We have come a long way, but there is still healing yet to come. I was reminded of that when I got to visit one of my best friend's handsome new baby in the hospital today. The same hospital where I've spent 5 weeks of my life. Passing the NICU floor brought a wellspring of tears into my throat that I held in. I felt like someone had placed a 20 lb dumbbell on my chest making it so hard to breathe. I should be happy. It's Mother's Day. I have two handsome sons who are thriving. But today is bittersweet for me if I am completely honest. A mom on one of my post-NICU support groups on facebook posted recently....
"It is normal. You are experiencing grief over the loss of what you envisioned yoru pregnancy and childbirth to be. Allow yourself the space to grieve and cry, otherwise you will carry it for a long time. You can still be grateful for a happy healthy child and be sad at what you did not get."
I haven't always given myself permission to grieve. I don't really feel comfortable telling my story (yet). Instead of being proud about my tiny babies, I find myself embarrassed and humiliated at baby showers when we have to share birth weights. I'm annoyed by comments about how small people can't have big babies. I hope for a day when Mateo's birthday is pure JOY and not so much sorrow. I have hope that I will get there. But I also know that having endured what I did (and I know our NICU/preemie experience could have been much worse)...to go through a traumatic experience (twice)....you will never be the same again. You just can't be. I am forever changed. But I hope that I have come out of this with greater God-given strength and courage.

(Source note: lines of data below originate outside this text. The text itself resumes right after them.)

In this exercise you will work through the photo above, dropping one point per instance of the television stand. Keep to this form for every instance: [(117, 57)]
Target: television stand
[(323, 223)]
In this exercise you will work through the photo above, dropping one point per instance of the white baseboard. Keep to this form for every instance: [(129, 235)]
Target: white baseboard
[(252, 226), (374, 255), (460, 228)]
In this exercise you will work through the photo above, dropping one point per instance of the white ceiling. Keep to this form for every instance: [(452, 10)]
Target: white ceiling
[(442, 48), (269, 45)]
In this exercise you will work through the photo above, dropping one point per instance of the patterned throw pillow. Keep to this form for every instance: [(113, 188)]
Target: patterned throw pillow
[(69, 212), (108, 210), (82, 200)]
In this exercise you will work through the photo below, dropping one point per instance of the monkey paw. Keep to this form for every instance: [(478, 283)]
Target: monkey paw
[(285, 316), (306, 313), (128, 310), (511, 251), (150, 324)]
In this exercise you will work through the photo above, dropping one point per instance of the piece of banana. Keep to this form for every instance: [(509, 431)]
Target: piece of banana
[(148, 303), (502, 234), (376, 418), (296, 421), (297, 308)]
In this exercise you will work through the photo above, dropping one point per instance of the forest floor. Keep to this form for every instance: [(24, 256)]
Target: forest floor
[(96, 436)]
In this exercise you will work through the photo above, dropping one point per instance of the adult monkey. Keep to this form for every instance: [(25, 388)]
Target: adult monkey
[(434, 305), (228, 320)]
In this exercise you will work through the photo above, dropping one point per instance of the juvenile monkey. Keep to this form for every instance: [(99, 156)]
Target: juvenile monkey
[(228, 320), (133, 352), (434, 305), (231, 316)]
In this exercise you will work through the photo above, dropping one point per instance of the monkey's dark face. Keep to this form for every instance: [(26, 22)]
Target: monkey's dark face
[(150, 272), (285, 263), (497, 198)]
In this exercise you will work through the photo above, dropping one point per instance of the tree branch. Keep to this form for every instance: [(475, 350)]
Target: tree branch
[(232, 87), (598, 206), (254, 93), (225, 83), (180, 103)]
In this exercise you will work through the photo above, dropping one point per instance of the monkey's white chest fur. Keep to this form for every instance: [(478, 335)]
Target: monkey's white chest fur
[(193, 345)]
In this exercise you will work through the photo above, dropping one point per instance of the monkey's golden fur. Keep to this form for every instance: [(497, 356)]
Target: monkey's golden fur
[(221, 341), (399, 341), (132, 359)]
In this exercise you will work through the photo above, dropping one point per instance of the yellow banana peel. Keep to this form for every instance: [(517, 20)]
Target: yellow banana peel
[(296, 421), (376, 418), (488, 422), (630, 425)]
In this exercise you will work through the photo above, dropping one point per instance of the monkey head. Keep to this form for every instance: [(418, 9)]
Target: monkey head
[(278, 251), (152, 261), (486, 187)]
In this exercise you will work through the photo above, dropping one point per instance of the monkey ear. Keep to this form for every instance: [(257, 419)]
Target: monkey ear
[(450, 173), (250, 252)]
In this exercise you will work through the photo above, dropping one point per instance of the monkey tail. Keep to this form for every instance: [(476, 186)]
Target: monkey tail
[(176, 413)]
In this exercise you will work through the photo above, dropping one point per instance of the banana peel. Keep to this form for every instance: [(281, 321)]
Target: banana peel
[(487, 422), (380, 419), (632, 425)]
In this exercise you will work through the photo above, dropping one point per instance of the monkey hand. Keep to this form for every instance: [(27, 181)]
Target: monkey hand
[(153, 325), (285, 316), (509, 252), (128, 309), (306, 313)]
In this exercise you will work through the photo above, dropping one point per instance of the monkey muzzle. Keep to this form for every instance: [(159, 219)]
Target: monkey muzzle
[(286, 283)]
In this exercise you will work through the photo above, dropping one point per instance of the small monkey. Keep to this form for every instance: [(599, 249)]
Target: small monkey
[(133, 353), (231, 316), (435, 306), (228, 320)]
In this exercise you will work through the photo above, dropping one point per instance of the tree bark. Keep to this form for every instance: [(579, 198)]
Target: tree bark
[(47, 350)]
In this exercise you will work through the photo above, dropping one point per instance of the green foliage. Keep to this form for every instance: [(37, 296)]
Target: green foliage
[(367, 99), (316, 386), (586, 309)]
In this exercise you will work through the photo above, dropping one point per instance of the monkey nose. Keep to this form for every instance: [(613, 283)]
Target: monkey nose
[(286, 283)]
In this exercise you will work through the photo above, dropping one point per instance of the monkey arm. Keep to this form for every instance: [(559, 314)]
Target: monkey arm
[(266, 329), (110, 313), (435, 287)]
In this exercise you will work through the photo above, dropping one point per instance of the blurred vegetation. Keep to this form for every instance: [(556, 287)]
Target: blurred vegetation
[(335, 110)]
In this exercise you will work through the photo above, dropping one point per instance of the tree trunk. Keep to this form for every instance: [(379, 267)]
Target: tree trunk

I hope I have a stronger dependence on God, deeper faith, a stronger marriage, greater appreciation, and a thankfulness and peace that is beyond my understanding.
I'm currently reading a devotional book with some mom-friends....
It really is a refreshment to my soul as the subtitle suggests. One of the devotions was about unmet expectations. We all have them. Whether it's regarding our baby experiences, our marriages, our families, our careers, etc. We have expectations. And when they're not met...it's hard for us to accept. Us humans are control freaks by nature. We want to be in control of everything instead of letting God tell the story of our life.
"Hope deferred makes the heart sick, but a longing fulfilled is a tree of life." Proverbs 13:12
What is your unmet expectation? Have you given it to God? I don't know about you, but I am weak. I feel heartache. I feel pain. I am so blessed. But I still feel pain. I am thankful for a God who is willing and able to fill any and all voids.
"My grace is sufficient for you for my power is made perfect in weakness." 2 Corinthians 12:9
Praise God that his grace is sufficient. Praise God that in my weakness...his power can be manifested. I pray that those longings will be fulfilled in unique way crafted by God.
God is good. All the time.
And today I am thankful for my two sons. Thankful for the miracle of them simply being alive. Thankful that I get to stay home with them every day. As they are sleeping soundly in their rooms as I type this...I have joy. Thank you Jesus for my babies.